# Shane Warne RIP



## muzzer (Feb 13, 2011)

The Aussie cricket legend Shane Warne has died from a suspected heart attack it has been announced.


----------



## Andyblue (Jun 20, 2017)

Yes, just heard, very sad news… 

No age at all…


----------



## atbalfour (Aug 11, 2019)

Huge shock what an icon of the sport. 

Sent from my LYA-L09 using Tapatalk


----------



## Fentum (May 1, 2017)

I am unaccountably moved by his death. 

If ever there was an advert for living fast and dying young: I imagine his only regret in going so soon would have been leaving children to complete their growing up. He really was a throwback to the larger than life George Best/James Hunt sportsman era. You never knew what feat he was going to pull off next, either on or off the field, and he could turn a match on a sixpence, at least when on form.

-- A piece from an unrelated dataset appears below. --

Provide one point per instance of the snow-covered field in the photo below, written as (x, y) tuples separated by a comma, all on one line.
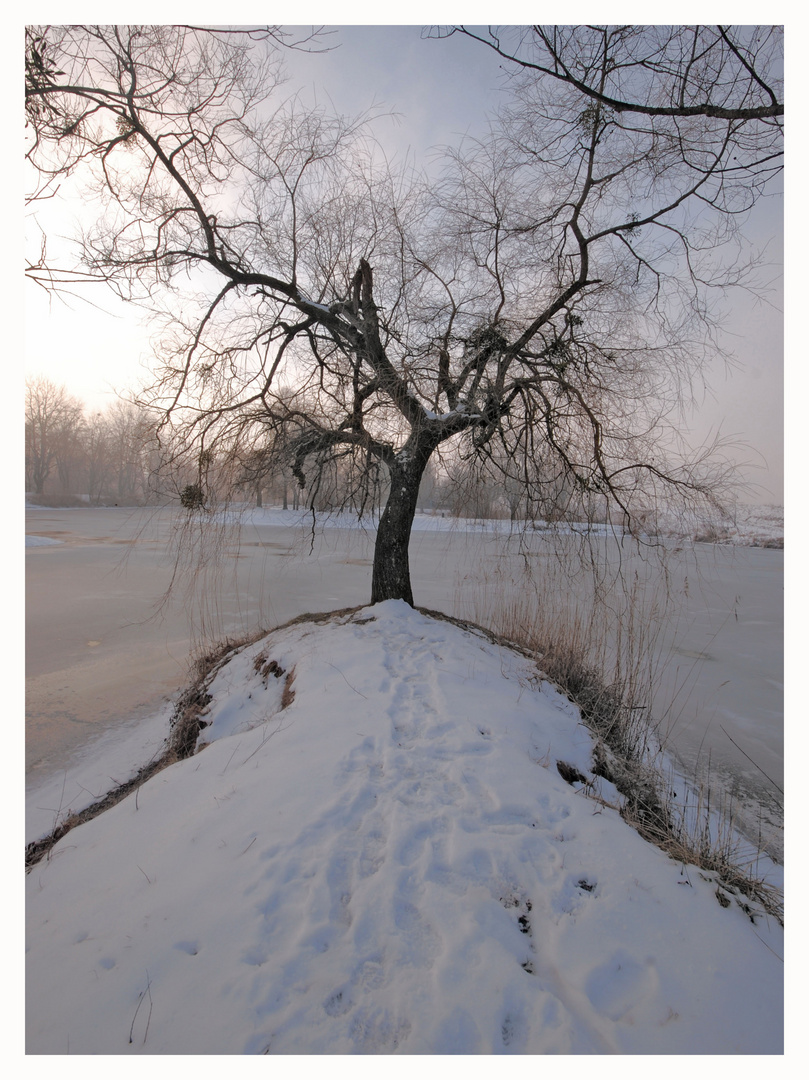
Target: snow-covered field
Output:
[(375, 852)]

At the end of the day a sportsman’s achievements are usually fairly, if not completely, ephemeral. But I think he gave cricket lovers something unique with the grace of his bowling - the world is a more beautiful place to me at least for having seen such artistry.


----------



## AndyN01 (Feb 16, 2016)

A sad loss.

Give me a rip-roaring, naturally talented, genius, character over any of the current bland, PC correct, marketing moulded puppets.

RIP


----------



## Bulkhead (Oct 17, 2007)

And for those of us old enough to remember Botham's triumphs at Headingly in 1981, we lost Rodney Marsh less than 24 hours before Warne.


----------



## SarahAnn (Apr 6, 2011)

I was really shocked when I heard this with him only being 52 and I'm the big 5 0. 
I did read yesterday that he had just been on a 14 day fluid only diet and had been complaining of chest pains before.


----------



## SubaruDean (10 mo ago)

This has shook me up, being close to that age its a worry. I feel for his family


----------